Inexperience and inadequate training
Driving is a highly complex, life-and-death task. Learning to OPERATE a car is easy. Learning to process complex information (traffic, signage, road features, etc.) is difficult and takes a lot of practice. This complex task is mostly taught by parents, most of who are neither professional driving instructors or professional educators. As a result, many teens are not adequately trained to drive.
Teenager passengers in the car
The effects of having passengers in the car on safe driving is quite different for adult versus teen drivers. Unlike adult drivers, teenagers’ risks of dying in a motor vehicle are dramatically increased by the presence of teenage passengers.

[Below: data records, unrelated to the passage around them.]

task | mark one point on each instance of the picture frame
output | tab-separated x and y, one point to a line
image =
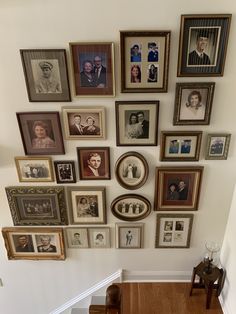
94	163
99	237
193	103
203	44
131	170
144	61
217	146
129	236
37	205
34	243
34	169
77	237
93	68
130	207
87	205
65	171
41	132
177	188
144	131
173	230
180	145
83	123
46	75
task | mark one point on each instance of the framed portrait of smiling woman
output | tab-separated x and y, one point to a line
193	103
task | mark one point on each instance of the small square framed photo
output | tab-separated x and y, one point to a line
203	44
144	61
93	69
87	205
94	163
177	188
193	103
46	74
77	238
137	123
65	171
217	146
173	230
41	133
99	238
84	123
180	145
129	236
31	205
34	169
34	243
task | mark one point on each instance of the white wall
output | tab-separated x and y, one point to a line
41	286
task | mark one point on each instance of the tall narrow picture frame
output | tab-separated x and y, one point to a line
144	61
203	44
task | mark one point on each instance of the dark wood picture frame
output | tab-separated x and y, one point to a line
147	52
203	44
46	75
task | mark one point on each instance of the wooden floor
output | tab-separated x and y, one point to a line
165	298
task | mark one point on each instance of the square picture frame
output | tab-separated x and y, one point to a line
93	68
34	169
203	44
217	146
177	188
34	243
41	133
144	61
173	230
180	145
193	103
32	205
94	163
129	236
87	205
46	75
99	237
83	123
144	131
65	171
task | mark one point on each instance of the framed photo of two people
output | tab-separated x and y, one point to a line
203	44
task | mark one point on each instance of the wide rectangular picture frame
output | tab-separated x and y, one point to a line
32	205
86	81
46	75
173	230
147	53
210	31
30	243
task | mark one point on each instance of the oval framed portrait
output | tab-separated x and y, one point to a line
131	170
131	207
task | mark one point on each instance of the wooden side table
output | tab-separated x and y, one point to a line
208	281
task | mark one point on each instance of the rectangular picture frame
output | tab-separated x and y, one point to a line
83	123
41	132
193	103
34	169
129	236
37	205
173	230
46	75
177	188
93	68
87	205
180	145
144	131
144	61
203	44
34	243
217	146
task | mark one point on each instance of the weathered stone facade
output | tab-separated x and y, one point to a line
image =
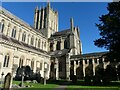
22	45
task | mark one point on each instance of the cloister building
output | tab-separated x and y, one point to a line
43	44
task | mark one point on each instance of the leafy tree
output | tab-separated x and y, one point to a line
109	28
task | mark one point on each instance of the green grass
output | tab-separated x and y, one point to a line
78	86
36	86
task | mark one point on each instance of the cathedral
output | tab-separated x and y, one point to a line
43	47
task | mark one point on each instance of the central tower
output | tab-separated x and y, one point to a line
46	20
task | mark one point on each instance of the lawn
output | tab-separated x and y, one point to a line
51	85
36	86
80	86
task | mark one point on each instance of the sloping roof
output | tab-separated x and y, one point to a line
59	53
12	40
88	55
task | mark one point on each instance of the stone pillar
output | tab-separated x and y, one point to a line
17	34
6	28
39	21
54	45
1	60
43	18
62	44
84	68
56	69
97	61
74	67
67	67
93	62
20	35
104	65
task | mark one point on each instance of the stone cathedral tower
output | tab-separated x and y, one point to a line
46	20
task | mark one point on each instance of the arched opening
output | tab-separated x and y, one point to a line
6	60
24	36
13	32
58	45
2	26
65	44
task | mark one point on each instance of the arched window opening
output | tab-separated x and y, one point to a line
58	45
51	46
24	36
32	40
21	62
42	44
32	65
1	27
36	42
6	60
13	33
65	44
60	66
45	44
39	43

Teens are less likely to wear seat belts, particularly as passengers in back seats.
Of course, drinking and driving is dangerous and reckless behavior at any age. However, alcohol impairs the driving of teenagers even more than it does the driving of adults.
Most teenagers do not get enough sleep. They are sleep-deprived as a group. Sleep-deprivation greatly impairs the ability to drive safely. Teens and college students are the age group most likely to fall asleep at the wheel. However, when a driver is sleep-deprived, even if he or she never falls asleep at the wheel, the cognitive, sensory, and perceptual effects of sleep-deprivation interfere with the ability to drive safely.
This is perhaps the most talked-about risk factor for teen drivers. Truthfully, distracted driving is a major issue for ALL drivers. The use of various devices while driving: cell phones, GPS systems, car audio systems, all have a major influence on the likelihood of car crashes.